L’analyse de la DPEG fait ressortir que le salaire moyen dans la fonction publique au Maroc est égal à 4 fois le PIB par habitant contre 3 en Tunisie, 2,8 en Malaisie et 2 en Turquie. « Cette situation s’explique par l’insuffisance du PIB au Maroc et la forte concentration de la population active dans un secteur primaire à faible productivité », souligne la Direction. Faut-il rappeler par la même occasion, que le poids de la masse salariale provient davantage des revenus que du nombre de fonctionnaires qui n’est pas pléthorique si l’on le rapporte à la population totale (2,3% au Maroc contre 2,6% en Turquie, 3,7% en Tunisie et 4,2% en Algérie, ajoute la DPEG. La hausse de la masse salariale intervenue depuis 1996 se justifie entre autres par la revalorisation des rémunérations. Cette augmentation est le résultat des accords conclu entre 1996 et 2000 avec les syndicats. Selon la Direction de la politique économique, l’impact global de ces accords sont évalués à 6,8 milliards de DH non compris les rappels.
Dans son étude, la DPEG constate que les revalorisations des salaires des fonctionnaires ne se sont pas accompagnées par une réduction des inégalités. Les conjoncturistes de la Direction sont convaincus que le système des revenus actuel est incapable de faire face aux revendications salariales et de promotion de garde. Il pèse d’ailleurs sur les finances publiques.
Compte tenu de tous éléments, la DPEG estime que la maîtrise de la masse salariale est incontournable compte tenu de son incidence sur la croissance et la compétitivité de l’économie nationale. Cette maîtrise est d’autant plus nécessaire dans la mesure où le pays s’inscrit dans une logique d’ouverture des marchés et de mise en place de zone de libre-échange avec l’Union européenne et les Etats-Unis. Plusieurs pistes méritent d’être étudiées pour réformer le système de rémunération dans la fonction publique.
Rappelons dans ce sens que des études ont été réalisées aussi bien par le département de la Fonction publique et celui des Finances. La DPEG souligne que la dernière en date a été effectuée par la commission des rémunérations instituée par le Premier ministre. Celle-ci a rendu son rapport en juin 2002. Deux grandes mesures ont été proposées : ajustements techniques de la rémunération à court-terme et une réforme profonde sous forme de loi-cadre.
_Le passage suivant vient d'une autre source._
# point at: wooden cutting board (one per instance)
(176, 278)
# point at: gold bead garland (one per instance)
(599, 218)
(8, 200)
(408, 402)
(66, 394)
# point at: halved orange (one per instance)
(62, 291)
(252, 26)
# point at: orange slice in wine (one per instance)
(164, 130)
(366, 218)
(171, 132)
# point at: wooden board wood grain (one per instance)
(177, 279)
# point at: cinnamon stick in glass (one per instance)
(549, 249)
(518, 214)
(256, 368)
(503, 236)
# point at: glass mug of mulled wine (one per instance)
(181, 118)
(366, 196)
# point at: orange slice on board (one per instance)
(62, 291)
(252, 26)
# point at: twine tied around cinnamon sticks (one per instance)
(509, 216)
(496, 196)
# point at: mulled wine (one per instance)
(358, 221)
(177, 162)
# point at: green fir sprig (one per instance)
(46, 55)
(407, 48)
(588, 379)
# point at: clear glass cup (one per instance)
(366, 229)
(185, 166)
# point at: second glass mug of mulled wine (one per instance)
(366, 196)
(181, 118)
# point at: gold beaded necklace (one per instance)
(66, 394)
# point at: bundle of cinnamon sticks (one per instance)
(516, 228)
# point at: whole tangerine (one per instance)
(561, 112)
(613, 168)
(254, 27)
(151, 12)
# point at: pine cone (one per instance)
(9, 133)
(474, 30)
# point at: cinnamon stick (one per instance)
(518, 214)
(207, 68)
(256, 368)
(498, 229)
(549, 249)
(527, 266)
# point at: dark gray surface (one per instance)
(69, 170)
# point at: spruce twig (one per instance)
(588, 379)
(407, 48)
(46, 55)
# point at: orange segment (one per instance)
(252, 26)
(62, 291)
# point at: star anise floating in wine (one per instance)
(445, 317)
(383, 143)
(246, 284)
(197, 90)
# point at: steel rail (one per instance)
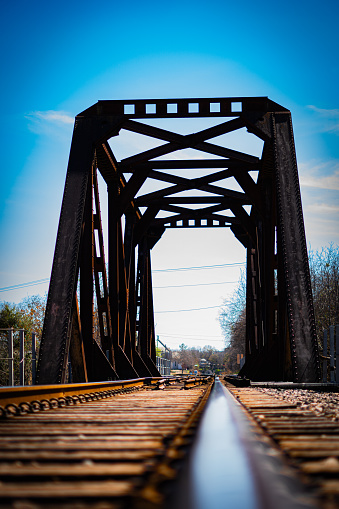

Les ajustements techniques consistent notamment à simplifier la grille indiciaire en intégrant dans le traitement de base les indemnités permanentes et à élargir la grille en augmentant le nombre d’échelons et en ajoutant une échelle supplémentaire dont l’objectif est de résoudre le problème de la promotion, de maîtriser l’évolution de la masse salariale et d’accroître l’attractivité de l’administration pour les compétences pointues, indique la DPEG. Celle-ci souligne par ailleurs qu’une telle refonte ne peut donner ses fruits sans être renforcée par des mesures d’accompagnement notamment sur la gestion des ressources humaines. Il s’agit entre autres de mettre en place une cartographie des effectifs dans le secteur public. L’objectif étant d’harmoniser les taux d’encadrement sur un plan régional et à l’échelle des ministères et de favoriser la mobilité du personnel.
Parmi les dispositions préconisées, on peut citer également l’encouragement des départs volontaires afin de responsabiliser les administrations quant à la gestion de leur masse salariale.
Une politique visant l’amélioration de la masse salariale doit également prendre en compte les incidences au niveau du système public des retraites. Celui-ci est également fait l’objet de déséquilibres financiers sur lesquels il faut se pencher.